En juin 2021, le Rijksmuseum d’Amsterdam inaugurait Slavernij, première grande exposition consacrée à l’esclavage dans les colonies néerlandaises ainsi qu’à son rôle essentiel dans l’histoire des Pays-Bas. Organisée par le département d’histoire du Rijksmuseum et dirigée par une équipe de quatre conservatrices (Valika Smeulders, Eveline Sint Nicolaas, Maria Holtrop et Stephanie Archangel), l’exposition adoptait une démarche biographique consistant à mettre en lumière « dix histoires vraies » d’hommes et de femmes protagonistes de la traite des esclaves aux Pays-Bas, parmi lesquels des esclaves ayant résisté à la captivité et à l’oppression. L’installation présentait un large éventail d’objets : peintures, gravures, cartes, lettres et autres documents d’archives, outils utilisés dans les plantations néerlandaises et instruments servant à infliger des punitions. De nombreux artistes, chercheurs et membres du public ont été invités à contribuer au projet, tandis qu’une vaste programmation culturelle encadrait l’exposition, notamment un site web où dix courts métrages présentaient les personnages au centre de l’exposition.

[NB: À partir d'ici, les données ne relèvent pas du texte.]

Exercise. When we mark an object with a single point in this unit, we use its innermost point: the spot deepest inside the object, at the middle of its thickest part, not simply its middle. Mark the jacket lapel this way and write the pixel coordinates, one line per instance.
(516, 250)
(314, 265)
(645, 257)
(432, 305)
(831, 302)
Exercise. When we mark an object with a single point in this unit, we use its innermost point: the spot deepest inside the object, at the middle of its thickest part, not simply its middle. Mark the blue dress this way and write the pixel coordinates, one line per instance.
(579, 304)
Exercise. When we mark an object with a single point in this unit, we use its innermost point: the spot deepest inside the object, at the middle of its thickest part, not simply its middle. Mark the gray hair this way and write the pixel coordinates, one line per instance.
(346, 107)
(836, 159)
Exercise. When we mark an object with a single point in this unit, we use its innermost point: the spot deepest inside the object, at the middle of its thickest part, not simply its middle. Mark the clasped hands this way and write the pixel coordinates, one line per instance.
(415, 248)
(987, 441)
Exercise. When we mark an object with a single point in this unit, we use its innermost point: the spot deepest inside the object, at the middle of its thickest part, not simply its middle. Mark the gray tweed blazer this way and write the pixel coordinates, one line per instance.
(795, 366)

Slavernij a fait l’objet d’une attention considérable à l’échelle mondiale et ses répercussions continuent de se faire sentir aux Pays-Bas et à l’étranger, dans le sens d’un débat international sur l’intégration du thème de l’esclavage dans le cadre d’expositions temporaires ainsi que dans la présentation des collections permanentes. À titre provisoire, le Rijksmuseum a d’ores et déjà mis en place des cartels supplémentaires sur l’esclavage, imprimés en noir et blanc et se détachant sur les murs gris foncé ou gris clair du musée, et accrochés au-dessus ou à côté des étiquettes de 77 œuvres de la collection. Ces nouveaux cartels tantôt développent la version précédente, tantôt introduisent une tension à son égard. Tandis que le cartel originel de Nature morte avec une tasse dorée (1635) de Willem Claesz Heda décrivait le magnifique jeu de couleurs et des objets qui compose le tableau – un somptueux tissu damassé, des huîtres sur une assiette en étain, une salière en argent étincelante –, le nouveau texte raconte la colonisation de l’île de Bonaire, aux Antilles, par les Hollandais, un an après l’achèvement de l’œuvre. Les colons obligèrent en effet indigènes de l’île et esclaves africains à travailler dans les marais salants afin d’approvisionner les tables hollandaises – comme celle que représente Heda sur son tableau. Une dissonance similaire sépare les deux cartels de l’œuvre de Pieter Jansz Saenredam, Le Nef et le chœur de la Mariakerk à Utrecht (1641) (Fig. 3) : tandis que la version antérieure soulignait l’attention exquise prêtée par l’artiste aux détails de l’intérieur de l’église, le nouveau cartel explique comment les membres de l’Église réformée néerlandaise ont utilisé la Bible afin de légitimer le commerce des esclaves, de plus en plus lucratif pour les Pays-Bas du XVIIe siècle.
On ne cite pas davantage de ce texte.